Safe, fast, pickle-free tensor storage for PyTorch. Rust core, Python interface. By Death Legion.
Project description
deathtensors
Safe, fast, pickle-free tensor storage for PyTorch. By Death Legion.
deathtensors is a real alternative to pickle for storing model weights.
Files are designed to be opened safely even when they come from an
untrusted source: opening a deathtensors file never executes
arbitrary code, because the header is parsed as JSON (no eval, no
__reduce__, no torch.load) and the tensor data blob is treated as
opaque bytes.
- Rust core, Python interface. The file format and I/O are implemented in Rust; PyO3 bindings expose a Pythonic API.
- Lazy loading. Open a file in O(1), list tensors, read metadata, and load only the tensors you need — without pulling the whole file into memory. The reader is memory-mapped, so even loading a tensor page-faults only the bytes you actually touch.
- 15 dtypes. BOOL, U8/I8/U16/I16/F16/BF16/I32/U32/F32/I64/U64/F64, and complex C64/C128.
- Per-tensor and global string metadata. Tag each tensor with layer names, training provenance, licenses, etc., and tag the file itself with model name, framework version, etc.
- Optional SHA-256 footer. Verify file integrity with
deathtensors.open(path, verify=True). - Atomic writes.
save()writes to a temp file and renames into place — a crash never leaves a half-written file visible to readers. - Deterministic output. Tensor insertion order is preserved, so two saves of the same dict produce byte-identical files (useful for reproducible research builds and git-tracked weights).
Install
pip install deathtensors # core only
pip install deathtensors[torch] # pulls in torch
pip install deathtensors[numpy] # pulls in numpy
pip install deathtensors[dev] # torch + numpy + pytest
Pre-built wheels are available for CPython 3.8–3.13 on x86_64 Linux. Other platforms fall back to a source build (requires Rust ≥ 1.74).
Quickstart
import torch
import deathtensors as dt
# 1. Save a couple of tensors to one file.
tensors = {
"weight": torch.randn(128, 128),
"bias": torch.zeros(128),
}
metadata = {
"weight": {"layer": "fc1", "init": "kaiming"},
}
global_md = {"model": "mlp-tiny", "license": "MIT"}
dt.save("model.dt", tensors, metadata=metadata,
global_metadata=global_md, checksum=True)

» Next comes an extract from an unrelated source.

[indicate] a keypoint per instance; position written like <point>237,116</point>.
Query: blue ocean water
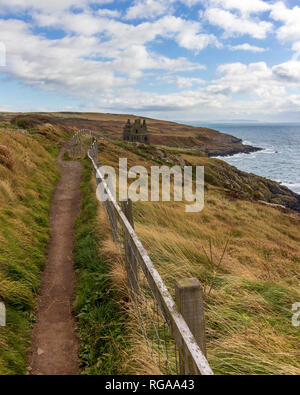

# 2. Open the file lazily — no tensors are read yet.
with dt.open("model.dt", verify=True) as f:
print(f.keys()) # ['weight', 'bias']
print(f.metadata()) # {'model': 'mlp-tiny', ...}
print(f.info("weight")) # full dtype/shape/offsets/metadata
w = f.get_tensor("weight") # only 'weight' is read
print(w.shape, w.dtype) # torch.Size([128, 128]) torch.float32
File format (v1)
+-----------------------+
| Magic (8 bytes) | b"DTLEGION"
+-----------------------+
| Version (4 bytes u32) | 1 (little-endian)
+-----------------------+
| Flags (4 bytes u32) | bit0: zstd (reserved)
| | bit1: SHA-256 footer
| | bit2: encryption (reserved)
+-----------------------+
| Header size (8 u64) | byte length of JSON header
+-----------------------+
| Header (JSON, UTF-8) | see below
+-----------------------+
| Padding (0..8 bytes) | NUL bytes, 8-byte alignment
+-----------------------+
| Tensor data (blob) | raw bytes, offsets are relative to here
+-----------------------+
| Footer (32 bytes) | optional: SHA-256(header + padding + data)
+-----------------------+
Header JSON schema:
{
"format": "deathtensors",
"format_version": 1,
"created_by": "deathtensors 0.1.0 (death legion)",
"global_metadata": {"model": "mlp-tiny", "license": "MIT"},
"tensors": {
"weight": {
"dtype": "F32",
"shape": [128, 128],
"data_offsets": [0, 65536],
"metadata": {"layer": "fc1", "init": "kaiming"}
},
"bias": {
"dtype": "F32",
"shape": [128],
"data_offsets": [65536, 65536 + 512],
"metadata": {}
}
}
}
data_offsets are [start, end) byte offsets relative to the start of
the tensor data blob (after the alignment padding), not to the start of
the file. This lets the reader memory-map the blob and slice tensors
out without translating offsets.
Why not just use pickle / torch.save?
torch.save uses pickle under the hood, which means opening a
.pt file from an untrusted source can run arbitrary Python code.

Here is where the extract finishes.